Best option is open bench setup.


----------



## sukesh1090 (Dec 29, 2012)

+1 for both CM K380 and open bench setup.

@rajat giri,
btw good find buddy.


----------



## bharat_14101991 (Dec 29, 2012)

@sumonpathak i was gonna try the samething with my tin ka dabba cabby... Nice idea... But my friend want to spend money, he wont understand. Thanx for the idea.

@all k380 looks good too, but i'm struck between 7fans of nzxt source and 4 fans of k380.

Btw open bench setup means the setup suggested by sumonpathak?


----------



## sumonpathak (Dec 29, 2012)

Open bench 
*i.imgur.com/q1BVH.jpg


----------



## bharat_14101991 (Dec 29, 2012)

Awesome... You sir, have inspired me... M surely gonna do it now. But how do you cope up with dust? Domt say regular cleaning


----------



## sumonpathak (Dec 29, 2012)

err....regular cleaning...u can more present pic in my FB profile 
Or PM me...


----------



## bharat_14101991 (Dec 29, 2012)

How to cut the iron sheet if needed?


----------



## sumonpathak (Dec 29, 2012)

erm...lathe? or plasma cutting XD


----------



## Rajat Giri (Dec 29, 2012)

@sukesh1090 Thanks...My friend bought that chassis recently.Its the best option for budget gaming right now.


----------



## bharat_14101991 (Dec 29, 2012)

Something that can be done at home? Nai toh lathe machine toh colg mein padi hai 

@rajat thanx alot for the suggestion dude... Sent the two choices to my friend, cm k380 and nzxt source 210 elite.


----------



## d6bmg (Dec 29, 2012)

bharat_14101991 said:


> But how do you cope up with dust? Domt say regular cleaning



Is that you call clean setup? 
It's dusty!!


----------



## bharat_14101991 (Dec 29, 2012)

Yes i know its dusty, but i asked cause it is more prone to dust than the normal cabinet, i dont want mine to look dusty

But the mobo in pic looks fine to me, or it looks fine just to me?

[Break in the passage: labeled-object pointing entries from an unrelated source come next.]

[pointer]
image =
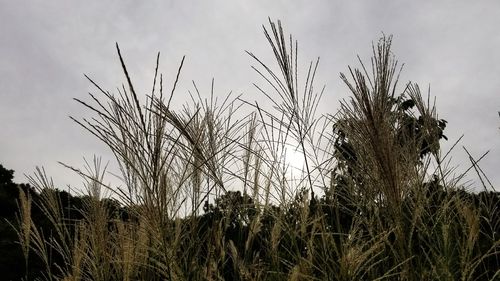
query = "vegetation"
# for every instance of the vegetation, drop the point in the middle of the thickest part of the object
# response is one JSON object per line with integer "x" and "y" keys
{"x": 206, "y": 196}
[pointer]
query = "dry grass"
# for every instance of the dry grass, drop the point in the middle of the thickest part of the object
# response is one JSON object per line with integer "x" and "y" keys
{"x": 365, "y": 207}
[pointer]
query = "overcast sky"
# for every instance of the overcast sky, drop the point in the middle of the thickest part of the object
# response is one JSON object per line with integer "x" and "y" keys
{"x": 47, "y": 46}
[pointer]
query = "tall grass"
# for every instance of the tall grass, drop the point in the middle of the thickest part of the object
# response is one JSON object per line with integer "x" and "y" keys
{"x": 209, "y": 196}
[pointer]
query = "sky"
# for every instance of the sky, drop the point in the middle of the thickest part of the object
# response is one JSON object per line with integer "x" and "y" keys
{"x": 46, "y": 47}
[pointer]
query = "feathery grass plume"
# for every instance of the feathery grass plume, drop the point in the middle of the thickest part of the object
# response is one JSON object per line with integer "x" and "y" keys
{"x": 369, "y": 204}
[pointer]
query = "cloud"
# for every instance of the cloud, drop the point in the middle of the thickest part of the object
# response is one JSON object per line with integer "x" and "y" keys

But the mobo in pic looks fine to me, or it looks fine just to me?


----------



## sukesh1090 (Dec 30, 2012)

@sumonpathak,
bro,did you get those SATA cables with your mobo or you bought it separately?
if you bought it separately where did you get those?
thanks.


----------



## sumonpathak (Dec 30, 2012)

got them with my mobo..they are standard cables provided with ROG


----------



## sukesh1090 (Dec 30, 2012)

^^oh ok thanks.they look nice.


----------